Re: [IndexedDB] Spec changes for international language support

2011/3/17 Pablo Castro <Pablo.Castro@microsoft.com>:
>
> From: Jonas Sicking [mailto:jonas@sicking.cc]
> Sent: Tuesday, March 08, 2011 1:11 PM
>
>>> All in all, is there anything preventing adding the API Pablo suggests
>>> in this thread to the IndexedDB spec drafts?
>
> I wanted to propose a couple of specific tweaks to the initial proposal and then unless I hear pushback start editing this into the spec.
>
> From reading the details on this thread I'm starting to realize that per-database collations won't do it. What did it for me was the example that has a fuzzier matching mode (case/accent insensitive). This is exactly the kind of index I would want to sort people's names in my address book, but most likely not the index I'll want to use for my primary key.
>
> Refactoring the API to accommodate for this would mean to move the setCollation() method and the collation property to the object store and index objects. If we were willing to live without the ability to change them we could take collation as one of the optional parameters to createObjectStore()/createIndex() and reduce a bit of surface area...
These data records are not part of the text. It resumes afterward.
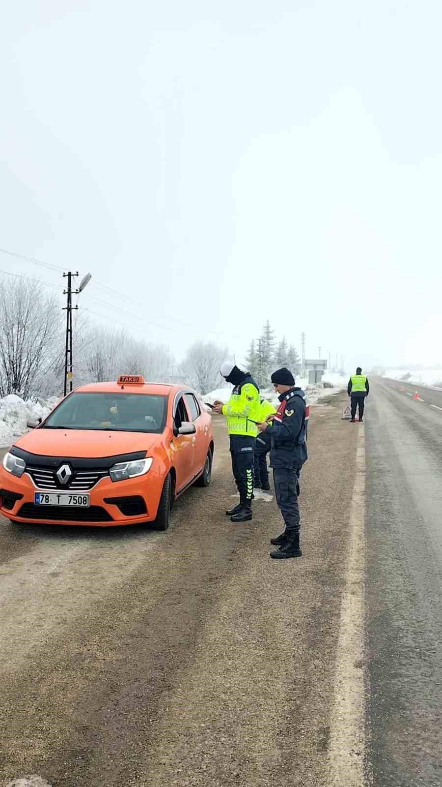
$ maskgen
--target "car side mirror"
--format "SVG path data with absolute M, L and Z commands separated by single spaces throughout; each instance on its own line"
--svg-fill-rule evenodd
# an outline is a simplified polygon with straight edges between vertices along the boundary
M 26 423 L 26 426 L 28 429 L 35 429 L 36 427 L 39 427 L 42 423 L 41 418 L 28 418 Z
M 196 431 L 197 431 L 197 427 L 194 423 L 190 423 L 190 421 L 183 421 L 179 429 L 178 430 L 178 434 L 194 434 Z

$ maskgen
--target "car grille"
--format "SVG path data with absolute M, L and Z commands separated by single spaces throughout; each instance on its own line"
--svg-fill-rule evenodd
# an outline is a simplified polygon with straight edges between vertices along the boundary
M 28 466 L 29 474 L 35 486 L 40 490 L 72 490 L 75 492 L 88 492 L 101 478 L 109 476 L 109 470 L 73 470 L 73 475 L 68 483 L 60 484 L 56 473 L 57 467 L 51 470 L 49 467 L 37 467 Z
M 91 505 L 88 508 L 72 508 L 68 505 L 34 505 L 25 503 L 17 516 L 24 519 L 53 519 L 57 522 L 113 522 L 105 508 Z

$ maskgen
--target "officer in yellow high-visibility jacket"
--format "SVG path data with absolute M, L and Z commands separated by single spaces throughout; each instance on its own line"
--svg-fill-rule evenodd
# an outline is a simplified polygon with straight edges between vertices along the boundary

Unfortunately I think you bring up good use cases for
per-objectStore/index collations. It's definitely tempting to just add
it as a optional parameter to createObjectStore/createIndex. The
downside is obviously pushing more complexity onto web developers.
Complexity which will be duplicated across sites.

However there is another problem to consider here. Can switching
collation on a objectStore or a unique index can affect its validity?
I.e. if you switch from a case sensitive to a case insensitive
collation, does that mean that if you have two entries with the
primary keys "Sweden" and "sweden" they collide and thus the change of
collation must result in an error (or aborted transaction)?

I do seem to recall that there are ways to do at least case
sensitivity such that you generally don't take case into account when
sorting, unless two entries are exactly the same, in which case you do
look at casing to differentiate them. However I don't really know a
whole lot about this and so defer to people that know
internationalization better.

> I don't have a strong preference there. In any case both would use BCP47 names as discussed in this thread (as Jonas pointed out, implementations can also do their thing as long as they don't interfere with BCP47).
>
> Another piece of feedback I heard consistently as I discussed this with various folks at Microsoft is the need to be able to pick up what the UA would consider the collation that's most appropriate for the user environment (derived from settings, page language or whatever). We could support this by introducing a special value that  you can pass to setCollation that indicates "pick whatever is the right for the environment's language right now". Given that there is no other way for people to discover the user preference on this, I think this is pretty important.

I would be fine with this as long as it's a explicit opt-in. There is
definitely a risk that people will do this and then only do testing in
one language, but it seems to me like a useful use case to support,
and I don't see a way of supporting this while completely avoiding the
risk of internationalization bugs.

/ Jonas

Received on Friday, 18 March 2011 02:20:04 UTC